John Gray, non-executive director of Harvey Nichols, expressed support for the proposal in his statement. “We, the independent directors, believe the proposal provides an attractive opportunity for public Harvey Nichols shareholders to realize their investment in Harvey Nichols at a substantial premium to the current Harvey Nichols share price and intend to recommend that Harvey Nichols shareholders vote in favor of the proposal,” he said.

Harvey Nichols — which, as Harvey Nicks, was made a household name on both sides of the Atlantic by the “Absolutely Fabulous” duo — sells top designer brands in women’s and men’s wear, beauty, home furnishings, food and its own Harvey Nichols apparel brand through its London flagship, and its other stores. The Harvey Nichols Group opened its first “boutique” store format in Birmingham last year and continues to seek further sites for rollout of this format. Harvey Nichols also owns the London restaurants Oxo Tower and Prism.

For the year ended March 30, Harvey Nichols reported profit before taxes of $18.7 million, compared with $23.4 million the year before, on revenues of $210.6 million, compared with $205.5 million the year before. Net assets were listed at $65.2 million, against $58.8 million the year before.

The store was founded by Benjamin Harvey in 1813 as a linen shop on Knightsbridge and Sloane streets and seven years later, went into partnership with Colonel Nichols.

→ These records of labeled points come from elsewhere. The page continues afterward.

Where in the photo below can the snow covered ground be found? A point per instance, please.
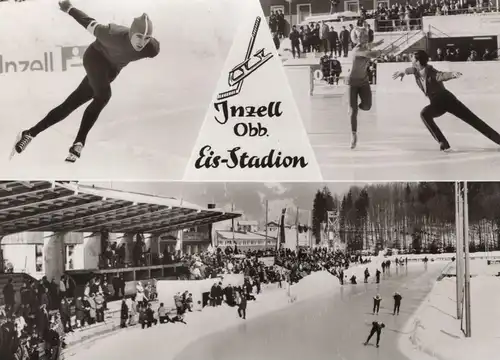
(434, 331)
(175, 338)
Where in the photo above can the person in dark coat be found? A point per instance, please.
(124, 314)
(9, 296)
(65, 315)
(376, 329)
(397, 302)
(376, 304)
(242, 306)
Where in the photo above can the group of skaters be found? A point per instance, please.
(137, 311)
(378, 326)
(32, 328)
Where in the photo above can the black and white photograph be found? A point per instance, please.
(343, 271)
(394, 90)
(107, 89)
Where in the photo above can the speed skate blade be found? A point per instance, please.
(71, 158)
(14, 152)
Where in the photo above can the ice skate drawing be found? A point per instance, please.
(22, 141)
(75, 152)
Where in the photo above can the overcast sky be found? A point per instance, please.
(249, 198)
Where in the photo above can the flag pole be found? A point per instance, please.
(458, 235)
(467, 264)
(267, 222)
(232, 221)
(297, 229)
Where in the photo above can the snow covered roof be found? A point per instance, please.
(60, 206)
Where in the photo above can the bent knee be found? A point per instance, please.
(102, 95)
(365, 106)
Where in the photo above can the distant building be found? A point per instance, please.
(300, 10)
(247, 226)
(244, 240)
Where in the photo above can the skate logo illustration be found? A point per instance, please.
(72, 56)
(252, 62)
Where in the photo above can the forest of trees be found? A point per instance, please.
(411, 216)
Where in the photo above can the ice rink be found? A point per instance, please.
(329, 327)
(149, 127)
(393, 142)
(326, 328)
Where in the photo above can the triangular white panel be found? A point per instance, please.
(253, 130)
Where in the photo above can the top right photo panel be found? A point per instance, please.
(394, 89)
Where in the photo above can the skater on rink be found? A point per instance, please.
(442, 101)
(115, 47)
(376, 329)
(358, 80)
(376, 304)
(397, 302)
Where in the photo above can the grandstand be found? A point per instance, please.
(55, 228)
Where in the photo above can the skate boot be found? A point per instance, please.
(354, 140)
(22, 141)
(75, 152)
(444, 147)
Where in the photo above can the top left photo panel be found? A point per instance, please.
(107, 89)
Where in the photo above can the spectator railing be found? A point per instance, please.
(463, 11)
(398, 25)
(396, 44)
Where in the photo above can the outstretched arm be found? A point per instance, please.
(401, 74)
(442, 76)
(83, 19)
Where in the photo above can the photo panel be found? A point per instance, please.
(390, 139)
(252, 130)
(108, 89)
(219, 269)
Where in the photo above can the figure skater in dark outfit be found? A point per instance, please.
(358, 79)
(430, 81)
(115, 46)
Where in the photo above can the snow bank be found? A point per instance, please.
(323, 283)
(434, 331)
(314, 285)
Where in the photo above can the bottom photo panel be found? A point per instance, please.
(225, 271)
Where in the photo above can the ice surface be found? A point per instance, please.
(148, 129)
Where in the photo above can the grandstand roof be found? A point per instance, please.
(61, 206)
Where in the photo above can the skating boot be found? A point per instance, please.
(354, 140)
(444, 147)
(74, 152)
(22, 141)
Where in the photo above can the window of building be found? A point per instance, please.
(383, 2)
(70, 249)
(39, 258)
(351, 6)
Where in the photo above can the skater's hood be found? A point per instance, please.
(142, 25)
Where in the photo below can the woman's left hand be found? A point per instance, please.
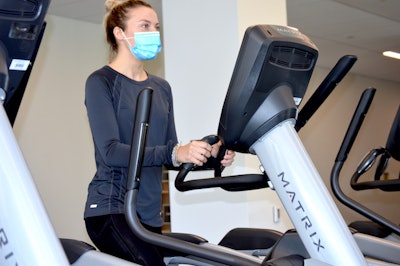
(228, 157)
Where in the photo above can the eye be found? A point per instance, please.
(145, 26)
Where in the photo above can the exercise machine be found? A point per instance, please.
(377, 225)
(259, 114)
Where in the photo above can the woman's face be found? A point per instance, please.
(141, 19)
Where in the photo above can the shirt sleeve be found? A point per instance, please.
(103, 123)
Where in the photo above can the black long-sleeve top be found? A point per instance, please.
(110, 99)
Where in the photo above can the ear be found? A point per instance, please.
(118, 33)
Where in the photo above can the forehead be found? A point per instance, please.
(142, 13)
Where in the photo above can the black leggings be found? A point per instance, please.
(111, 234)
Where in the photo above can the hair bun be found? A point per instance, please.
(110, 4)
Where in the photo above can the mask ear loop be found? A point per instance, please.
(382, 164)
(126, 38)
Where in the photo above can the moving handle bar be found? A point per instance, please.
(133, 183)
(256, 181)
(341, 157)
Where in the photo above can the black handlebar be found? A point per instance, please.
(341, 157)
(229, 183)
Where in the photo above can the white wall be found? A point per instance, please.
(54, 135)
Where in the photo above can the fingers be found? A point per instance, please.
(196, 152)
(228, 158)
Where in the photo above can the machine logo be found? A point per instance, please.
(9, 255)
(304, 218)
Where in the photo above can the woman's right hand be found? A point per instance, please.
(196, 152)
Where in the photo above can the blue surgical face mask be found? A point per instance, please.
(147, 45)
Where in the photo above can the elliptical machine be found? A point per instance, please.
(378, 225)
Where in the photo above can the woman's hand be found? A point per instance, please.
(229, 156)
(196, 152)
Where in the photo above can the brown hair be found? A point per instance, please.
(116, 16)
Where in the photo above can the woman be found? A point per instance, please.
(132, 30)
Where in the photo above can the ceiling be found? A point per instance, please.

In 1991, Dickson Concepts bought Harvey Nichols from the Burton Group for $90.2 million, including about $25 million in debt. At that time, Harvey Nichols was a one-store operation in Knightsbridge. The company was listed on the London Stock Exchange in 1996.

Considered London’s premier department store through the Eighties and Nineties, Harvey Nichols has seen increased competition over the last five years from the much larger Harrods and Selfridges. Both retailers have invested substantial sums to upgrade their facilities; Selfridges alone has invested more than $100 million in the last seven years. Selfridges also has been in a race with Harvey Nichols to open stores outside London, with stores in Birmingham and Manchester. Harvey Nichols and Selfridges see the potential to have up to five units throughout the U.K., although there are only a limited number of cities large enough to support large department stores selling designer apparel. Harrods continues to have only one site, in London.

In addition to expanding Harvey Nichols, the parent Dickson Concepts has been exploring possible acquisitions or investments in luxury brands and retailers in the U.S., through its Dickson North America unit. In the past, Dickson Poon has been cited as a contender for Brooks Brothers, which last year was bought by Retail Brand Alliance, and Barneys New York, which is currently not being marketed, though is eventually expected to be sold.

Charles Jayson is president and chief executive officer of Dickson North America. He is also vice chairman of Tommy Hilfiger Handbags and Small Leather Goods Inc., of which Dickson Poon is the majority shareholder. In addition, Jayson is vice chairman of S.T. Dupont, the Paris-based men’s lifestyle brand producing such products as luxury writing instruments and lighters. S.T. Dupont is publicly traded on the Paris Bourse, with Dickson Poon the majority shareholder.

Dickson Concepts is publicly traded on the Hong Kong exchange and has more than 400 retail stores in southeast Asia and China, including Coach, Tod’s, Bulgari, Chopard, Charles Jourdan watches, Tommy Hilfiger, Ralph Lauren and its Polo Jeans division, Benetton and its Sisley division, Brooks Brothers, and Seibu department stores outside Japan.